How does the fact that Ukrainians are white and European figure into the reactions of Israelis and American Jews? Does this tell us anything about how American Jews respond to the plight of Palestinians in the West Bank and Gaza?

QUESTION 2:

“The more the Israelites were oppressed, the more they increased and spread out, so that the Egyptians came to dread the Israelites.” (Exodus 1:12)

Most of us have watched Ukrainian President Volodymyr Zelensky with admiration. His powerful encouragement of his people’s resistance has proved inspiring across Europe and North America, and we have responded by supplying arms and organizing economic resistance. By contrast, many regard those who have organized resistance among Palestinians as criminals, and efforts to organize political, nonviolent resistance have met with overt hostility within the Jewish community. Are not Ukrainians and Palestinians both struggling for freedom, democracy and self-determination? How do we explain the difference?

QUESTION 3:

“A new king said to his people, “Look, the Israelite people are much too numerous for us. Let us deal shrewdly with them, so that they may not increase; otherwise in the event of war they may join our enemies in fighting against us.” (Exodus 1:9-10)

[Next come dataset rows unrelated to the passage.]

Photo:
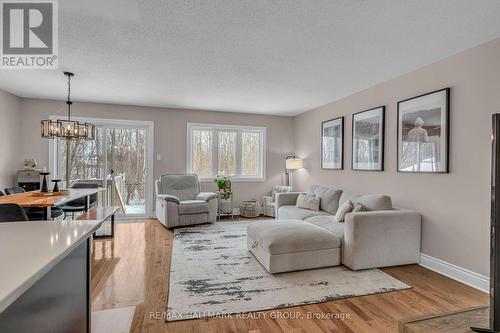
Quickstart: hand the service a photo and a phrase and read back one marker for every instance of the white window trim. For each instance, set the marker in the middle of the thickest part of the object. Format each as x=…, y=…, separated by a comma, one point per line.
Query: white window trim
x=263, y=152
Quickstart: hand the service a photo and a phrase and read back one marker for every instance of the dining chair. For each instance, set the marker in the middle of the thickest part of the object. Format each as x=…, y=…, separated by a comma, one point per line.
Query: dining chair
x=12, y=213
x=35, y=213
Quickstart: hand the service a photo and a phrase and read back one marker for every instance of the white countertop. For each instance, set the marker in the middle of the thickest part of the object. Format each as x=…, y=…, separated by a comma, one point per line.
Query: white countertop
x=28, y=250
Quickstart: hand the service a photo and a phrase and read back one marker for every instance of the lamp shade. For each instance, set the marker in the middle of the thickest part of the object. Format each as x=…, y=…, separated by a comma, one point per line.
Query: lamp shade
x=294, y=163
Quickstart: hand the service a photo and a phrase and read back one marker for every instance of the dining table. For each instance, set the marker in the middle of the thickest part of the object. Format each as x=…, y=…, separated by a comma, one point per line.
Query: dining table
x=48, y=200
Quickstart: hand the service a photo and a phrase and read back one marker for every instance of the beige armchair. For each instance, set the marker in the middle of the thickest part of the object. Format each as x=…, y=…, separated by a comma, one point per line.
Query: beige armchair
x=269, y=200
x=179, y=201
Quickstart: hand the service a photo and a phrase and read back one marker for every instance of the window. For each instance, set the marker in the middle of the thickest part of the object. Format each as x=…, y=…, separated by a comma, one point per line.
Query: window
x=233, y=151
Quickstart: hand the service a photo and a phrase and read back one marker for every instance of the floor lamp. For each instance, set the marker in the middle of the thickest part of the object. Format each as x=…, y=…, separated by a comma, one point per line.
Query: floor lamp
x=292, y=163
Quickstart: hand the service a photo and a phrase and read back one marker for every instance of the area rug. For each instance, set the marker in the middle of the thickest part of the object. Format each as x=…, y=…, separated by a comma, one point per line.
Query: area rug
x=213, y=274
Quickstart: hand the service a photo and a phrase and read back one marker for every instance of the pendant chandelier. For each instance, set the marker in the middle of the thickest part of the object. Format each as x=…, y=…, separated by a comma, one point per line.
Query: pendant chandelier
x=68, y=129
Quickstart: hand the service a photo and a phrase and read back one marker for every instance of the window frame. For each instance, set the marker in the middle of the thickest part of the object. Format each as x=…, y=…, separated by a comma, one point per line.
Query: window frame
x=239, y=129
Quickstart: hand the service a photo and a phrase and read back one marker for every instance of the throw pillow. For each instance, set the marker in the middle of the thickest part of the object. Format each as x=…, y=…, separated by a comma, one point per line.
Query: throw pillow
x=359, y=208
x=343, y=210
x=308, y=201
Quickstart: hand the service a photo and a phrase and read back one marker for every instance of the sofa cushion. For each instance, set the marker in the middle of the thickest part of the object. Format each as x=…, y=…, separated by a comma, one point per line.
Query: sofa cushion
x=295, y=213
x=345, y=208
x=183, y=186
x=329, y=197
x=289, y=236
x=370, y=201
x=328, y=223
x=187, y=207
x=308, y=201
x=359, y=208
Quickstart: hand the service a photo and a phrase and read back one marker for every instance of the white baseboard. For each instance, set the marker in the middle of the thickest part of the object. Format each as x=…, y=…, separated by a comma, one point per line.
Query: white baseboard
x=455, y=272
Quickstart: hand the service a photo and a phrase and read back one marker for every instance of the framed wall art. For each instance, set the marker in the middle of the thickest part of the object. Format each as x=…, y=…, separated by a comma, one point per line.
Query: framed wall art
x=423, y=133
x=368, y=131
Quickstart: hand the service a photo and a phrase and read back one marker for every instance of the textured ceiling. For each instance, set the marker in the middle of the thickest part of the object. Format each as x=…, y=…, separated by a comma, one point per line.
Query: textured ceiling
x=272, y=57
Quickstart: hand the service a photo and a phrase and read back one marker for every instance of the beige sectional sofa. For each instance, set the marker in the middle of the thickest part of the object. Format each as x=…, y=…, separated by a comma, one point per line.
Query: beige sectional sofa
x=382, y=236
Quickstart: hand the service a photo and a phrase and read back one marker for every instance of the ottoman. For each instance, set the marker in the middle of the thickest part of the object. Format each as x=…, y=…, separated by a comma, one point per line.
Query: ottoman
x=292, y=245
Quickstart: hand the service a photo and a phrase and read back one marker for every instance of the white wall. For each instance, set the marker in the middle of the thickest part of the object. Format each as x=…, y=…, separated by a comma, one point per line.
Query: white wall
x=170, y=136
x=455, y=206
x=10, y=138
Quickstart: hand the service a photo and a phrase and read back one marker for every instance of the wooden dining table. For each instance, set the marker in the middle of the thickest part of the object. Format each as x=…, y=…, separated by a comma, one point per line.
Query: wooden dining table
x=47, y=201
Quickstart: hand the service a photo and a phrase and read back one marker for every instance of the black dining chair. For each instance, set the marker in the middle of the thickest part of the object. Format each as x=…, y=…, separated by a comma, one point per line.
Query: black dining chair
x=78, y=205
x=12, y=213
x=35, y=214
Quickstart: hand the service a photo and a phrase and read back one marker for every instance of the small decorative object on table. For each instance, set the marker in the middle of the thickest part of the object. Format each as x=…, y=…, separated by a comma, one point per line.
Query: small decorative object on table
x=225, y=196
x=30, y=163
x=250, y=208
x=45, y=187
x=56, y=185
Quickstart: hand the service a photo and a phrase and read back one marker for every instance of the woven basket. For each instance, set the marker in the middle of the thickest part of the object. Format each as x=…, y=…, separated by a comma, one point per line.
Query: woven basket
x=250, y=208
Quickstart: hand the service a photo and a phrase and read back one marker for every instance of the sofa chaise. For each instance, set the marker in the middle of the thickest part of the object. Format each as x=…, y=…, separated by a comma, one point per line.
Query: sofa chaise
x=379, y=237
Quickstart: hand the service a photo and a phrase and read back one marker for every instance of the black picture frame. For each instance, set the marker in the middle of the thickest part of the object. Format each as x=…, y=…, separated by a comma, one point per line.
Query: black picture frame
x=333, y=120
x=381, y=153
x=444, y=137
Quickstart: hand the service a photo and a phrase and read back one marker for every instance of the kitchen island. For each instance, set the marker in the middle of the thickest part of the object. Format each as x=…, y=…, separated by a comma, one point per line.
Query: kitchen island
x=45, y=276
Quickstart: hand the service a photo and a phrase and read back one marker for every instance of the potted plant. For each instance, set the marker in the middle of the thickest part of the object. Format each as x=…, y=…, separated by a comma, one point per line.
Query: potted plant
x=225, y=193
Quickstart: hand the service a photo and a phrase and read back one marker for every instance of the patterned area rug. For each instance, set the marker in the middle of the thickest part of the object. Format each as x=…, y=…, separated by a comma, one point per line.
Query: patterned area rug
x=213, y=274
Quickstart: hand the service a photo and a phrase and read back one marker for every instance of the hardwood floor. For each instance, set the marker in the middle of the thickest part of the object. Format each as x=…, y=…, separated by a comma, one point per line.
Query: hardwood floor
x=133, y=269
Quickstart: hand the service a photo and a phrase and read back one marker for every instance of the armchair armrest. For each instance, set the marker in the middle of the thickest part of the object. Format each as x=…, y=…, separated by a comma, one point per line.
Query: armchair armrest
x=286, y=199
x=168, y=198
x=206, y=196
x=267, y=199
x=381, y=238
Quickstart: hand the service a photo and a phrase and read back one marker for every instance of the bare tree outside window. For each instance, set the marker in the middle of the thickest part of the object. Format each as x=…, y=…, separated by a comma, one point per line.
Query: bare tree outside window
x=232, y=152
x=202, y=153
x=227, y=154
x=250, y=150
x=126, y=155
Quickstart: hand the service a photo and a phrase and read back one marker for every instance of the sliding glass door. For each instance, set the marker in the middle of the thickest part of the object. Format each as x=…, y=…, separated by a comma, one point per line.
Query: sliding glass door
x=119, y=160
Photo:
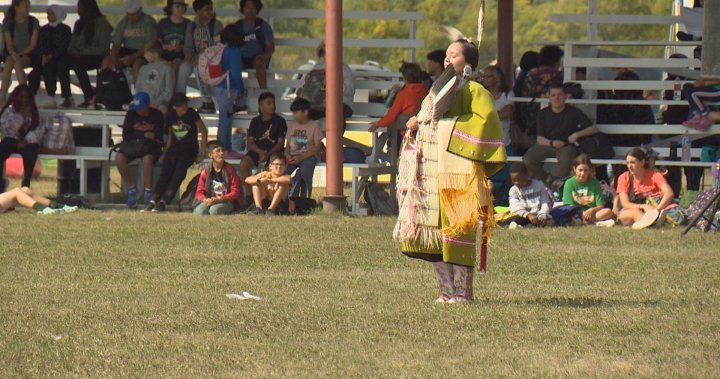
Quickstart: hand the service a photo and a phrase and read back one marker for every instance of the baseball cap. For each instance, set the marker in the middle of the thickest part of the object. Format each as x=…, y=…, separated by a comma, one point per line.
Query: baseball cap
x=140, y=101
x=132, y=6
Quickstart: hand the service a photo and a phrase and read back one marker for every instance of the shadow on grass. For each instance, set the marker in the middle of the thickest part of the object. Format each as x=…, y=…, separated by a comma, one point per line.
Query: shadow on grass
x=576, y=302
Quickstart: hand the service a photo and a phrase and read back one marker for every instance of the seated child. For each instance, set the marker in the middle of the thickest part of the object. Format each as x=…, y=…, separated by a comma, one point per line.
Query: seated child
x=157, y=77
x=266, y=136
x=218, y=189
x=584, y=190
x=529, y=200
x=270, y=189
x=302, y=144
x=25, y=197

While the occupation of the West Bank and Gaza are the result of hostilities with Jordan, Syria and Egypt in 1967 and 1973, the Palestinians are not Jordanian, Syrian or Egyptian. How do we justify their subjugation? Can we work together to remove the obstructions to a two-state solution?

QUESTION 4:

“This is what I desire … to let the oppressed go free; to break off every yoke.” (Isaiah 58:6)

In this context, how do you view the seizure of Palestinian lands to expand Israeli settlements? How would you like to reshape discussion about Israel and Palestinians in the American Jewish community? In Israel?